Çevrecinin daniskası kimmiş gösterin...

Haberin Devamı

Başbakan Recep Tayyip Erdoğan 2008 yılında Rize’de jeneriklik, akılda iz bırakan çıkışlarından birini yapmış, İstanbul Belediye Başkanı iken diktiği fidanları hatırlatarak “Ben çevrecinin daniskasıyım” demişti.

Sözü Karadeniz’de HES inşaatlarına itiraz edenlereydi gerçi ama biz kendisini çevrecinin daniskası olarak kabul etmek istiyoruz.

Eğer gerçekten çevreci bir Başbakanımız varsa bunu göstermesini de bekliyoruz.

2013 yılının 1 Ocak tarihinden itibaren akaryakıt piyasasında çok önemli bir karar uygulamaya alınacak.

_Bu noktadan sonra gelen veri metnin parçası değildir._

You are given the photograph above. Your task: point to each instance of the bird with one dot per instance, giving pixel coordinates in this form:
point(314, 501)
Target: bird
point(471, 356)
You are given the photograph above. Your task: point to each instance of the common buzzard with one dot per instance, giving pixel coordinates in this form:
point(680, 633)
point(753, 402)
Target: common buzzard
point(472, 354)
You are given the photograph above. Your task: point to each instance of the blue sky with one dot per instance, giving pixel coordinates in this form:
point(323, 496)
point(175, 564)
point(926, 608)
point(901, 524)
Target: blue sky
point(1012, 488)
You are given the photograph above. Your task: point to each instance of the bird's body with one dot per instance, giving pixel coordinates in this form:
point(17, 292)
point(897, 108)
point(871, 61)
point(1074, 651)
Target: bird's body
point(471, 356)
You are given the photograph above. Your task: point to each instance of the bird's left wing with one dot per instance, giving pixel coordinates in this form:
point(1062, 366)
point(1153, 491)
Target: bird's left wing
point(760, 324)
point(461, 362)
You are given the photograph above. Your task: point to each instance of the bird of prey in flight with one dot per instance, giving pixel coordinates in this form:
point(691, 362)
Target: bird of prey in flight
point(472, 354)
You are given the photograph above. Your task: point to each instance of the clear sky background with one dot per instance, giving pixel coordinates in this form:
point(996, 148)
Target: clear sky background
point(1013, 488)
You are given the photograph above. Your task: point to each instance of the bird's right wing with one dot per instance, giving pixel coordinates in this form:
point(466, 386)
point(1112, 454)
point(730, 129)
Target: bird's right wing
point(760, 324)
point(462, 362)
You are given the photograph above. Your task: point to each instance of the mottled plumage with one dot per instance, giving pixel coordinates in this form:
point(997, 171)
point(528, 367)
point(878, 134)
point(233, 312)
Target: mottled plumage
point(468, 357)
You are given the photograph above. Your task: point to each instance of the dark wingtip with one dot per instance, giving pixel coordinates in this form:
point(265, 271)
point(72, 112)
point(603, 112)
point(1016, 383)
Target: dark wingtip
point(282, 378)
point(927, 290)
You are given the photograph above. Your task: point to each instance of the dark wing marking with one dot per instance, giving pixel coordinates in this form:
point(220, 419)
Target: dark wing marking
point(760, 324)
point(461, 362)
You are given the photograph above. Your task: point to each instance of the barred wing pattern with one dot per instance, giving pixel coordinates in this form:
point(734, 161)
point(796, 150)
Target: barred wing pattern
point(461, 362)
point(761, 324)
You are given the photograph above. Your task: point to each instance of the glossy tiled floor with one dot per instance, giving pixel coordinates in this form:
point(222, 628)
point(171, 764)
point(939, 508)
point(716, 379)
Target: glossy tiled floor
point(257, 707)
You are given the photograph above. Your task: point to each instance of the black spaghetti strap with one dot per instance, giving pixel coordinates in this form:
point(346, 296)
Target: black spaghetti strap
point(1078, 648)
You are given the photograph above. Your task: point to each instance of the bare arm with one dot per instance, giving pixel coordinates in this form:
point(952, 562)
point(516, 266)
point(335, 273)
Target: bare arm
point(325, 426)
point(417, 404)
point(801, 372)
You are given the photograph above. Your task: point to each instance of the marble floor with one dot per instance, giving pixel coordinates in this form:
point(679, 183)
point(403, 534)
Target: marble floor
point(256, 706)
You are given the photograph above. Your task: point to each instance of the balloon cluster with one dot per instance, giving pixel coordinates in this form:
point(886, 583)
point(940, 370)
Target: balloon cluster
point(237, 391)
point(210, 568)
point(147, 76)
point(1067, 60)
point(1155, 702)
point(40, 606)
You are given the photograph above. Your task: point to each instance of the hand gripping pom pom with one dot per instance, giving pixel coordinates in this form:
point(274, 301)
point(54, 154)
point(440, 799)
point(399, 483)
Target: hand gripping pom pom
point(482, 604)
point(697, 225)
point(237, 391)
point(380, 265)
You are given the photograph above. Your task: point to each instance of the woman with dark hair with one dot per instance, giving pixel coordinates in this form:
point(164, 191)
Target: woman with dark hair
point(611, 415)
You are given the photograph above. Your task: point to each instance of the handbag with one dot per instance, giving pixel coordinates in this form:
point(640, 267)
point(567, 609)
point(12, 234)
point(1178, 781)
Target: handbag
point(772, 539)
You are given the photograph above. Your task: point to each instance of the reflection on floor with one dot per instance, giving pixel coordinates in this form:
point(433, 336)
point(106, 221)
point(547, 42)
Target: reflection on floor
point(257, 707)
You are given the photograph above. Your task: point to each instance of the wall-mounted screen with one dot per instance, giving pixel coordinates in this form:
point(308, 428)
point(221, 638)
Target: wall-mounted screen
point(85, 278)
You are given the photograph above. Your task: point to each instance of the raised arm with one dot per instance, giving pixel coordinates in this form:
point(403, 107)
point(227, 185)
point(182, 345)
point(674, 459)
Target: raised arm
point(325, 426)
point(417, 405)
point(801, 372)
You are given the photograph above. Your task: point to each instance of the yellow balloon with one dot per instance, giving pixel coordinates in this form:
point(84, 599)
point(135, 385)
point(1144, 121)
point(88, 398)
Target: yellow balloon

Sayılı günler kaldı.

Benzine yüzde 1 oranında biyoetanol katılması zorunlu olacak. Bu oran yıllar içinde artacak.

2014 yılının başından itibaren de motorine yüzde 1 oranında biyodizel katılacak. Oran yüzde 3’e kadar çıkacak.

Biyoetanol şeker kamışı, buğday, arpa, mısır gibi bitkilerden elde ediliyor. Biyodizel ise kanola, aspir, soya yağı, pamuk yağından. İlk etapta 180 bin ton biyoyakıta ihtiyaç var. Bazı şeker fabrikaları bu uygulamaya yönelik yatırımlarını planladılar ve devreye soktular.

Bir de evsel ve sanayi tipi atık yağlar var. Bu yağlardan da rafinaj işlemi sonrası biyoyakıt üretmek mümkün.

Evde patates kızartırız, balık pişiririz yağını hiç düşünmeden lavobaya dökeriz.

Oysa o yağlar önce aktığı borulara sonra da ulaştığı sulara o kadar çok zarar veriyor ki...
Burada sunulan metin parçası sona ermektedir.